Dodsley's Poems (Vol. ii., pp. 264. 343).—THE HERMIT OF HOLYPORT is informed that the first edition of Dodsley's Collection of Poems, by several Hands, was published in 1748, 3 vols. 12mo. A fourth volume was added in 1749, containing pieces by Collins, Garrick, Lyttelton, Pope, Tickell, Thomson, &c. Those by Garrick and Lyttelton are anonymous. The four volumes were reprinted uniformly in 1755. The fifth and sixth were added in 1758.

AMICUS CURIÆ.

Shunamitis Poema (Vol. ii., p. 326.).—The titlepage to the volume of poems inquired after by E.D. is as follows:

"Latin and English Poems, by a Gentleman of Trinity College, Oxford.

'Nec lusisse pudet sed non incidere ludum.' HOR.

London: printed for L. Bathurst over against St. Dunstan's Church, in Fleet Street, MDCCXLI."

I know not the author; but I suspect either that the title of an Oxford man was assumed by a Cantab, who might fairly wish not to be suspected as the author of several of the poems; or that the author, having been rusticated at Cambridge, vide at p. 84. the ode "Ad Thomam G." (whom I take to be Thomas Gilbert of Peterhouse), transferred himself and his somewhat licentious muse to Oxford.

COLL. ROYAL SOC.

Jeremy Taylor's Works (Vol. ii., p. 271.).—It seems desirable that an advance should occasionally be made in editing, beyond the mere verification of authorities, in seeing, that is, whether the passages cited are applicable to the point in hand, and properly apprehended. Bp. Taylor, in his Liberty of Prophecying, sect. vi., for instance, seems incorrect in stating that Leo I., bishop of Rome, rejected the Council of Chalcedon; whereas his reproofs are directed against Anatolias, bishop of Constantinople, an unwelcome aspirant to ecclesiastical supremacy. (See Concilia Studio Labbei, tom. iv., col. 844, &c.)

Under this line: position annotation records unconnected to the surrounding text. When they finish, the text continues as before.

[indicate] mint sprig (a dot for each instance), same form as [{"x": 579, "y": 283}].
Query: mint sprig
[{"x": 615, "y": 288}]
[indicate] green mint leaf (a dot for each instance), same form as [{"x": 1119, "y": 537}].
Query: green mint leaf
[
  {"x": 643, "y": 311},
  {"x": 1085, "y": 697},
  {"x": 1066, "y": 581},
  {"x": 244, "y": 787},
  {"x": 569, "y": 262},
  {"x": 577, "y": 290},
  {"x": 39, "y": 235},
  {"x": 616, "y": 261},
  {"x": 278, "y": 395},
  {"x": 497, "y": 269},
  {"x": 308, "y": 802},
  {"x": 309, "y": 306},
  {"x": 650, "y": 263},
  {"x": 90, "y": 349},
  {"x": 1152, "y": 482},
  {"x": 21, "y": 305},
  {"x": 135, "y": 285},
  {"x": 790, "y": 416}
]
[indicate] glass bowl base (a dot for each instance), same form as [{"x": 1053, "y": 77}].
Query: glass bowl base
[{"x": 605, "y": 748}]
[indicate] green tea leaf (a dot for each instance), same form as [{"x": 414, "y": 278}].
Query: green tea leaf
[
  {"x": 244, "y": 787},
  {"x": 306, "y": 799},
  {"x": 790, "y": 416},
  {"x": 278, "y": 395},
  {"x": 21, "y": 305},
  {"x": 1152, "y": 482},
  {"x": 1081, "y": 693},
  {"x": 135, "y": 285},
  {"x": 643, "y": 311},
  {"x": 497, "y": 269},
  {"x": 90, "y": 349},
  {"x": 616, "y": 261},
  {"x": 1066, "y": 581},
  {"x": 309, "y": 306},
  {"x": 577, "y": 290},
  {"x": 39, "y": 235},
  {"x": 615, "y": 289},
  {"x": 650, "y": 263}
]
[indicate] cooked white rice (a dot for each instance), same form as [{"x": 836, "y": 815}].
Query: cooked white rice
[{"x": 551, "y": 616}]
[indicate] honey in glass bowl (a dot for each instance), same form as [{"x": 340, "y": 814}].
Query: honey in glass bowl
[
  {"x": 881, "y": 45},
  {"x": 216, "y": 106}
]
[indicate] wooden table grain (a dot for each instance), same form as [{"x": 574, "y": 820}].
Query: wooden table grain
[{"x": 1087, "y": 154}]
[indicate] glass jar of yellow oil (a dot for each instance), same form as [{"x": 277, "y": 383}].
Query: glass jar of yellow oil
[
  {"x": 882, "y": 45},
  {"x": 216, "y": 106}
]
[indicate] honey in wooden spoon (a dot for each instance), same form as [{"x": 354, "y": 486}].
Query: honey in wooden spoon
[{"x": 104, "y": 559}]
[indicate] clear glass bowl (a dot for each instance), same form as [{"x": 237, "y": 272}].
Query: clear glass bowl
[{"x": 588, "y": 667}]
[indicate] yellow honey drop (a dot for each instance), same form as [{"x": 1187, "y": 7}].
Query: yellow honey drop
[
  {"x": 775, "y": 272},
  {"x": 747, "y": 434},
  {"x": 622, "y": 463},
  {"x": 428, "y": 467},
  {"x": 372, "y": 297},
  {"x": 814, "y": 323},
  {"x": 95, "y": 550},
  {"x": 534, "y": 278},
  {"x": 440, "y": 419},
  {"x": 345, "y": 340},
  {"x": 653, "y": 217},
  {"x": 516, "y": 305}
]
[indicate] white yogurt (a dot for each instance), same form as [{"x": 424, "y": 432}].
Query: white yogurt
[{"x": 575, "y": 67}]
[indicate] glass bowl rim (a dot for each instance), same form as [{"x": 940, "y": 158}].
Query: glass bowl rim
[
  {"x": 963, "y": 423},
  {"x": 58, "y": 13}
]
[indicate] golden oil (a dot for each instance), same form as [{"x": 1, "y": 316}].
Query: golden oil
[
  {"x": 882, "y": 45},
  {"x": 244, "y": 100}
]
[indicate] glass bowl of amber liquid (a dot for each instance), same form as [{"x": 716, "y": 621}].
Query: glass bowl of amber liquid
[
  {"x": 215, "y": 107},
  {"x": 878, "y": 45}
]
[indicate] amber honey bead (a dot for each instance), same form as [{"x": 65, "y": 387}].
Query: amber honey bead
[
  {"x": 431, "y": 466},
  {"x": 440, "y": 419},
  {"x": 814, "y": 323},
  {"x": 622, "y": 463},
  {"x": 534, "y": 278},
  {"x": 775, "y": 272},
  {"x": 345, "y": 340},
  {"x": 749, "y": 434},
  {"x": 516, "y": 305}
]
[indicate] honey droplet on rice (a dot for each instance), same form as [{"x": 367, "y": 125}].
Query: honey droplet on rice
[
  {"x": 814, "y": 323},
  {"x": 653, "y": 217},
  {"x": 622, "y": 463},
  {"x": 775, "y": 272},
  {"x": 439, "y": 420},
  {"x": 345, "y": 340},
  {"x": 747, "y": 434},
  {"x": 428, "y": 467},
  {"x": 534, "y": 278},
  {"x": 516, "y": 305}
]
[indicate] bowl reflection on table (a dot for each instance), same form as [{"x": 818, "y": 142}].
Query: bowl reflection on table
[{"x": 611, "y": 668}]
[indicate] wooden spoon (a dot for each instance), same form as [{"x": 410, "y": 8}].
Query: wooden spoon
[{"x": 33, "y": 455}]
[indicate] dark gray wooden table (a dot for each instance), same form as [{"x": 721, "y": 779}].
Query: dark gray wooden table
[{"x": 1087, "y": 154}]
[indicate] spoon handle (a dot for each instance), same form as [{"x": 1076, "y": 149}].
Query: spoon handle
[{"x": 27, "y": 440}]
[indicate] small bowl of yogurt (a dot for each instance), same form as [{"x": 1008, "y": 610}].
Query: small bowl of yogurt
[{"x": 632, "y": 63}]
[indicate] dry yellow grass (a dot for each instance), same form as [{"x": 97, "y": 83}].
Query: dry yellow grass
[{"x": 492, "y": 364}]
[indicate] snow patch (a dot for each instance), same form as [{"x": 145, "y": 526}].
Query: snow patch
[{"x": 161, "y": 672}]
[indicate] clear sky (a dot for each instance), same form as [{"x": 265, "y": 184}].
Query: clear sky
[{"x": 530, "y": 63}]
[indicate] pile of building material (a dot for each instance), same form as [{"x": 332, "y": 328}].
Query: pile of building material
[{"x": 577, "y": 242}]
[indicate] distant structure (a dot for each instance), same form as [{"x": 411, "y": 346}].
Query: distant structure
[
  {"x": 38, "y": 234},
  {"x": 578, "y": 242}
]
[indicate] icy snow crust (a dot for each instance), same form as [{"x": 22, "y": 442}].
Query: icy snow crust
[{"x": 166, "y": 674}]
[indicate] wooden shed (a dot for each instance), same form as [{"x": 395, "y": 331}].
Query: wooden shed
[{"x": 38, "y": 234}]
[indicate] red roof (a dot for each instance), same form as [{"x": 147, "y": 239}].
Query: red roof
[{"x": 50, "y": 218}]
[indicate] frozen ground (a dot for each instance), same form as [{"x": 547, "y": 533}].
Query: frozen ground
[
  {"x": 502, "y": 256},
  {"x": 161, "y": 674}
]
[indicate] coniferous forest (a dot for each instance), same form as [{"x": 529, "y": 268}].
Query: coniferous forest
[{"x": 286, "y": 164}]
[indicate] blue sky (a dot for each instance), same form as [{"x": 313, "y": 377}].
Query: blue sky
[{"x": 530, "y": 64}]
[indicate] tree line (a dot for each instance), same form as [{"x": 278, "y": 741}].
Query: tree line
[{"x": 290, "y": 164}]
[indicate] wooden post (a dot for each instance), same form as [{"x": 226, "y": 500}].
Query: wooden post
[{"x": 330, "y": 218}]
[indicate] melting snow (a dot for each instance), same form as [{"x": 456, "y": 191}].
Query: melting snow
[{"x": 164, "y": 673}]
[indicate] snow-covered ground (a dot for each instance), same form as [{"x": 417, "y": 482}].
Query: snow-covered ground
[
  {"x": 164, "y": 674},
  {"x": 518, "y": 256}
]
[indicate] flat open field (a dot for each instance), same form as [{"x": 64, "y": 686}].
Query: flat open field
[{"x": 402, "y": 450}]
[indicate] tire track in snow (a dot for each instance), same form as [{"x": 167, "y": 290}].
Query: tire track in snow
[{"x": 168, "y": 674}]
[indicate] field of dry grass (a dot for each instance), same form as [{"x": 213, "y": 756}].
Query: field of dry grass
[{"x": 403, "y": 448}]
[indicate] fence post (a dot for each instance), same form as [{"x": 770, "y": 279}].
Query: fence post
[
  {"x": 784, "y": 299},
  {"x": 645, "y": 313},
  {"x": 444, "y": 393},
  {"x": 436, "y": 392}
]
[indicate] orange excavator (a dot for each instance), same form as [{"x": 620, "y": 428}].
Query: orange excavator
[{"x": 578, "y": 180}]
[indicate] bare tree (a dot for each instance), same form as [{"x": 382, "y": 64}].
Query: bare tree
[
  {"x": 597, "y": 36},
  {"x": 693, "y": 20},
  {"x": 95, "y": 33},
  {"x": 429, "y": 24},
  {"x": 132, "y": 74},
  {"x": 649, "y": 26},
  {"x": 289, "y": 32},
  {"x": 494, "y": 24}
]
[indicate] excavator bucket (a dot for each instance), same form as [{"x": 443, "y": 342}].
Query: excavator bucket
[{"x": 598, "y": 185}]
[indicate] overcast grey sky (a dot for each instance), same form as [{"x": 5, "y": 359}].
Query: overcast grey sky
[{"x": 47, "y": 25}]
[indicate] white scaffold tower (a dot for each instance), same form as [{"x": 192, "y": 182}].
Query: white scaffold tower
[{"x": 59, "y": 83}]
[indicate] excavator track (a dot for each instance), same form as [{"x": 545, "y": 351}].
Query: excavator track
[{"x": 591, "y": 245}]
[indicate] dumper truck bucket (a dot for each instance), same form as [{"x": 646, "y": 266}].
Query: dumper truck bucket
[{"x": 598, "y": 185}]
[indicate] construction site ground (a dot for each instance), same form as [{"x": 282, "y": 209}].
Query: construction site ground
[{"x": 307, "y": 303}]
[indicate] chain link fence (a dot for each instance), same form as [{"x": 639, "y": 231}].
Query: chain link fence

A passage frown Jerome's Epistle to Evangelus is often quoted in works on church government, as equalising, or nearly so, the office of bishop and presbyter; but the drift of the argument seems to be, to show that the site of a bishop's see, be it great or small, important or otherwise, does not affect the episcopal office. Some readers will perhaps offer an opinion on these two questions.

NOVUS.

Ductor Dubitantium.—The Judge alluded to by Jeremy Taylor in the passage quoted by A.T. (Vol. ii., p. 325.), was Chief-Justice Richardson; but the place where the outrage was committed was not Ludlow, as stated by the eloquent divine, but Salisbury, as appears from the following marginal note in Dyer's Reports, p. 1886—a curious specimen of the legal phraseology of the period:—

"Richardson, C.J. de C.B. at Assizes at Salisbury in Summer 1631 fuit assault per Prisoner la condemne pur Felony; que puis son condemnation ject un Brickbat a le dit Justice, que narrowly mist. Et pur ceo immediately fuit Indictment drawn pur Noy envers le Prisoner, et son dexter manus ampute et fixe al Gibbet, sur que luy mesme immediatement hange in presence de Court."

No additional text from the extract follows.